New is exciting, glamorous, adventurous. I’ve heard on TV that “new is always better.” New, however, can also be challenging, overwhelming, and require you to do or know something different than past you knew or did.
When I was a new student at BYU, I felt completely overwhelmed. I had to adjust to new people and new expectations. I had to find my way to new buildings, build relationships with professors, and somehow be instantaneously good at all of that.
Over time I adjusted, realizing that by tapping into the right sources–TAs/Professors–I could grow into the student I wanted to be. While I was never instantly great at everything my freshman year, I learned to ask questions. And, more importantly, I developed relationships with those who could help me get where I wanted to go.
During my internship in Berlin, Germany, I had to relearn what it was like to be new at something. I learned why I need to ask questions and develop important relationships to go where I want professionally.
My supervisor was everything that an intern could wish for. He was aware of me, always including me in projects and discussions. And, he was always patient with me when I didn’t fully understand something.

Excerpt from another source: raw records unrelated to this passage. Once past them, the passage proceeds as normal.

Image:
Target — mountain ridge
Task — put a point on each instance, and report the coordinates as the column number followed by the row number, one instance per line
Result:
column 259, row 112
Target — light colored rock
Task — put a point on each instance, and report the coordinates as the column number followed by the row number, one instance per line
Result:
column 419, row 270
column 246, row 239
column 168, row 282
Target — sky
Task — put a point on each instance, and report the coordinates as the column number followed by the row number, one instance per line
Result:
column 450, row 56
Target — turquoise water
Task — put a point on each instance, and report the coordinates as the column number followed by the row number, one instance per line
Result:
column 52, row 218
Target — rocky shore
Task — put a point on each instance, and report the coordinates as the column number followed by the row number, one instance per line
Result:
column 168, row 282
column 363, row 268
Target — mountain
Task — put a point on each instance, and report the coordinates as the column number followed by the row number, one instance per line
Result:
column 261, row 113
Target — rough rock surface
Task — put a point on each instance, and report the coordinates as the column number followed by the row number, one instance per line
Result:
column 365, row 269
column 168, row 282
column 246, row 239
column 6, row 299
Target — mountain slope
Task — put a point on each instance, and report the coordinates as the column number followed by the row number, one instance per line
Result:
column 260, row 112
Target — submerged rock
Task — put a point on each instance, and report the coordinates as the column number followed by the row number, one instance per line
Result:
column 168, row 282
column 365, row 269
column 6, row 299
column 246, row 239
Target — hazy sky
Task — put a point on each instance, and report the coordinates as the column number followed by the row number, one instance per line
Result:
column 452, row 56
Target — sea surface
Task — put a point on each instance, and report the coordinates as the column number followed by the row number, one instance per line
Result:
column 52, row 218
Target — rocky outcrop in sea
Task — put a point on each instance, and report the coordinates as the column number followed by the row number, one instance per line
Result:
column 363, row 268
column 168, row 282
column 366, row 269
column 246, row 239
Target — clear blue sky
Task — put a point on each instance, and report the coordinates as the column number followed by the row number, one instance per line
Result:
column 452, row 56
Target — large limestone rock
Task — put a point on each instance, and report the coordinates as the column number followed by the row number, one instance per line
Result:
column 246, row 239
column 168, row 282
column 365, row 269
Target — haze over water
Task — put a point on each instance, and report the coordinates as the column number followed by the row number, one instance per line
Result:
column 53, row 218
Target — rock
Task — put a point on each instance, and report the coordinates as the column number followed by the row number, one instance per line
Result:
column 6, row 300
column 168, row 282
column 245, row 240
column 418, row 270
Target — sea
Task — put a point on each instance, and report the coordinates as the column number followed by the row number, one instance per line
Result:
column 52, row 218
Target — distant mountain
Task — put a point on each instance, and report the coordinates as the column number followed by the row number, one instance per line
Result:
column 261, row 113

Here was the good relationship I wanted to develop. Yet, I initially felt quite self-conscious about that relationship. I wanted to impress him. But, I once again felt like that lost freshman who felt he needed to be instantly good at everything to be noticed by the professor. I worried that if I couldn’t immediately contribute due to the language barrier, or because of my lack of formal training in the German law system, I would just be the intern that got dragged along because the boss felt obligated to help.
I often went into the office wishing I could just be invisible. I let my anxiety about not meeting my boss’s expectations rule my mind. So, I decided to just try and not be noticed. I didn’t want my boss thinking he had let a bad intern on the staff.

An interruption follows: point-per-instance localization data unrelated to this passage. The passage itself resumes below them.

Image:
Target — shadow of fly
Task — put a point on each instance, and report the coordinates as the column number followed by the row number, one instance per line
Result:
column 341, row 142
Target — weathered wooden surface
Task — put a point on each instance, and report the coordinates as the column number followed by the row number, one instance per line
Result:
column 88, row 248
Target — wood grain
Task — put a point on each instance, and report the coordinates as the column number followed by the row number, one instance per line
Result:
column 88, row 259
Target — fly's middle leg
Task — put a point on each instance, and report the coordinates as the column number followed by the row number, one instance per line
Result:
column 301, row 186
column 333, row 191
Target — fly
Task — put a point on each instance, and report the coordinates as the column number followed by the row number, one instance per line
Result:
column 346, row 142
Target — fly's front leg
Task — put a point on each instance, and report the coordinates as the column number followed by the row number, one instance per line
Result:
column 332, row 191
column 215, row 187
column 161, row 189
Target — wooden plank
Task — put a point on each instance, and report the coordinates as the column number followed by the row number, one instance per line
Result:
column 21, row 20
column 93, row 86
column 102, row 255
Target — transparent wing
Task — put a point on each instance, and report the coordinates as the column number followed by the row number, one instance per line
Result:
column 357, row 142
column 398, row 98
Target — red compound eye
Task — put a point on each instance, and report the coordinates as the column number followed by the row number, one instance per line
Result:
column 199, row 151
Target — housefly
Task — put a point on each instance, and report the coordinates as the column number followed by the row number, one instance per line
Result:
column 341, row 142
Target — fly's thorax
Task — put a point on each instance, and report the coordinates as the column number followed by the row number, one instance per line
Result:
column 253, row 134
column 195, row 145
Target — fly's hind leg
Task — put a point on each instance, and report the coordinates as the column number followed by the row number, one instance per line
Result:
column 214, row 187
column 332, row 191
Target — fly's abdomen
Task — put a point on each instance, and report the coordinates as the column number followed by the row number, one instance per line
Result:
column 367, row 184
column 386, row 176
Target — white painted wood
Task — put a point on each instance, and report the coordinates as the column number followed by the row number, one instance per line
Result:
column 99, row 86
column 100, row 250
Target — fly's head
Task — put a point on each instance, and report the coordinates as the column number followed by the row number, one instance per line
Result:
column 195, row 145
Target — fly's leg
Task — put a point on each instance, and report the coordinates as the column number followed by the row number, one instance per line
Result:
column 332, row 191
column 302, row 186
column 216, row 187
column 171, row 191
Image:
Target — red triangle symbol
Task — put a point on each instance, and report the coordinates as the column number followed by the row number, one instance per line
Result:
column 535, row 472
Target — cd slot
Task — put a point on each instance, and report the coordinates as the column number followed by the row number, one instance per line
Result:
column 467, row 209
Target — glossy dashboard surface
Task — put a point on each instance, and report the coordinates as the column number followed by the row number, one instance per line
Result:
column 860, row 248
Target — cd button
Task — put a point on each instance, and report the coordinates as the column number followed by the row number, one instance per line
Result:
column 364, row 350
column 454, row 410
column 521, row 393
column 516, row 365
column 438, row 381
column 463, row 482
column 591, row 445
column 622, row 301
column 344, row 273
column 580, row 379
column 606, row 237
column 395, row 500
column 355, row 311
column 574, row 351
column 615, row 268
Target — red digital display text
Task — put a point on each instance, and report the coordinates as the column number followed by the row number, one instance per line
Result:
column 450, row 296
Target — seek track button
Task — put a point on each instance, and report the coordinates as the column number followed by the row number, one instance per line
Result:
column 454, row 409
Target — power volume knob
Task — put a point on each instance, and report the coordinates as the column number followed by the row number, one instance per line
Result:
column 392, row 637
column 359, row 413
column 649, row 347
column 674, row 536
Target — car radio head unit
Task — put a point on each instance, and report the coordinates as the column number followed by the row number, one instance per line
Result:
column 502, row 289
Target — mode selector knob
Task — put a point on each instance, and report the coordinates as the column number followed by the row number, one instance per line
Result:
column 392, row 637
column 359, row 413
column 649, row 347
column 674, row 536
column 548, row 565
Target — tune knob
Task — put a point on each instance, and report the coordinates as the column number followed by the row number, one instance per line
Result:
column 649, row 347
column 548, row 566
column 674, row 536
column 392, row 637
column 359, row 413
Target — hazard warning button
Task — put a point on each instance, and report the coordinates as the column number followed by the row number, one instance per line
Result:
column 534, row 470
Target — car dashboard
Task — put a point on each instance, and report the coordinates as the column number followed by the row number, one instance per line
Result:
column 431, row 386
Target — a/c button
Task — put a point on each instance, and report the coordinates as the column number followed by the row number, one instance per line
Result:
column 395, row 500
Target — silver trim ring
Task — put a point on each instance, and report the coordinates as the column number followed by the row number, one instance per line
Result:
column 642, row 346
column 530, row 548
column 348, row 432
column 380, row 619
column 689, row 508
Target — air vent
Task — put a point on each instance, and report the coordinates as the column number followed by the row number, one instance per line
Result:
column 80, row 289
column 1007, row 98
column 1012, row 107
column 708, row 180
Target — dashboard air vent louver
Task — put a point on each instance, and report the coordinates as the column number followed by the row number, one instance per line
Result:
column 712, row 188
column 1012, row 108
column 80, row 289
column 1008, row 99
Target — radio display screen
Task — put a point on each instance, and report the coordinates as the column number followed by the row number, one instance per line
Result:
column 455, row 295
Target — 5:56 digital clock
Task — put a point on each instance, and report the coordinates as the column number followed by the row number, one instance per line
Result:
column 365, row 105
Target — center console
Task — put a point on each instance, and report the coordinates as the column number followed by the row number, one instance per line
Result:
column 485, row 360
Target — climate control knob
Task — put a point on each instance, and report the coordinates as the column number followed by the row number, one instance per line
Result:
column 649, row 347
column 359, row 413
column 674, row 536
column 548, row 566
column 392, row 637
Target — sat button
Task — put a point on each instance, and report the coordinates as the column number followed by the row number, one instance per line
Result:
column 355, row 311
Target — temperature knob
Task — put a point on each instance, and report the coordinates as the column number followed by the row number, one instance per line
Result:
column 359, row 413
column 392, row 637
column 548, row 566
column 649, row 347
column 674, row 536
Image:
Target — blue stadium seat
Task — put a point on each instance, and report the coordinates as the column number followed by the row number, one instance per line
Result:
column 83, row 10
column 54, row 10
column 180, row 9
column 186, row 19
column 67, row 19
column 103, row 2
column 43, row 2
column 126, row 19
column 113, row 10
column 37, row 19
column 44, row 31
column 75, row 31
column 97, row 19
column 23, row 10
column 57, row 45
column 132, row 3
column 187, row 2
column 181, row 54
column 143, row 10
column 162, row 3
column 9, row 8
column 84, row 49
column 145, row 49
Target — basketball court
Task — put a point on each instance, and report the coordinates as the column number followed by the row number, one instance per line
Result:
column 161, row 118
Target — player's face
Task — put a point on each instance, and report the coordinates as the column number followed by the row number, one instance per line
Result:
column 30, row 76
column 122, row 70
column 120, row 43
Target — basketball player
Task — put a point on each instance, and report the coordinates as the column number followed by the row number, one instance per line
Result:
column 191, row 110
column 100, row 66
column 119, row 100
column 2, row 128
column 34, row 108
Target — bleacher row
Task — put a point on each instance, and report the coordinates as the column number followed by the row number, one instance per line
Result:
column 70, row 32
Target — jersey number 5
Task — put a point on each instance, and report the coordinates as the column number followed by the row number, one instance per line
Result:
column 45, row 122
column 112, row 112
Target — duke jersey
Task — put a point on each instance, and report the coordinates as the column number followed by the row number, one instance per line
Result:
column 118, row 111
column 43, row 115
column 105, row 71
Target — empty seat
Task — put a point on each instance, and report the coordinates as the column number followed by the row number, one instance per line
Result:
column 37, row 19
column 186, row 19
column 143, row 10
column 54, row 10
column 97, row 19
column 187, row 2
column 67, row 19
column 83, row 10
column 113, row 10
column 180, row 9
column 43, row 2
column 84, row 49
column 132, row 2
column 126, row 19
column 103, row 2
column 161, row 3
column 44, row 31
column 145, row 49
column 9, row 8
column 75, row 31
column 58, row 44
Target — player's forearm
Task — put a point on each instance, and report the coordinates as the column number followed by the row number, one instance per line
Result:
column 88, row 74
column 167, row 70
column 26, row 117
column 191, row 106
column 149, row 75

About a month into my internship, my supervisor asked me to create a PowerPoint for an important client. I was comfortable with PowerPoint. I had a solid example outline to replicate. And, the project was to be completed in English, as the clients didn’t speak German.
Finally. An opportunity where I felt I could immediately shine and show my boss that I wasn’t the lost intern who always needed help. This was my opportunity to finally make a lasting, good impression on my boss and develop that professional relationship I desired.
Throughout the project, however, questions arose. Eager to show my ability to work independently, I did my best to answer them myself.
My boss and I met occasionally for updates about the project. On one particular day, he even had me give a trial run presentation.
After the trial run, my boss realized he had more information he wanted me to include in the PowerPoint. He sent me a couple of emails containing the necessary information, and I went back to work thinking it would be an easy fix. While incorporating the new information, I found that one of the pdf links he sent had a data error. It could not be accessed.
My boss seemed busy, and I wanted to be the problem-solver intern. So instead of immediately going to my boss, I just hoped the information wasn’t important and moved on.
The day before the presentation, my boss called me into his office to do one last trial run of the presentation before the client flew into Berlin. He asked me the question I didn’t want to hear, “Where is the information I sent you in the email?” I admitted that the link hadn’t worked, and so I hadn’t included it.
I remember his response clearly, “If there’s ever a question, ask while it’s still fresh on my mind.”
Because I wanted to pressure pack every good experience into my three-month-long internship, I forgot that growth in a new environment is a process. Attempting to create perfection rather than growth reappeared on my internship, just like as a freshman at BYU. But this time, I forgot to ask questions and go directly to the source that could help me.
I hadn’t formed a good relationship with my boss up to that point because I hadn’t told him I needed his help or asked for his input. In fact, because I wanted to be perfect, I avoided a relationship altogether, thinking that my work would speak better for me than I would for myself.
I learned that good bosses don’t want the intern that just sits in a corner, hoping never to make a mistake. They want a colleague. Colleagues are employees that choose asking questions and forming relationships over worrying they are bothering their boss.
Moving forward, I plan to work on being a colleague, not just an employee, by tapping into important relationships that will help me get where I want to go professionally, just as I did after that experience with my internship supervisor.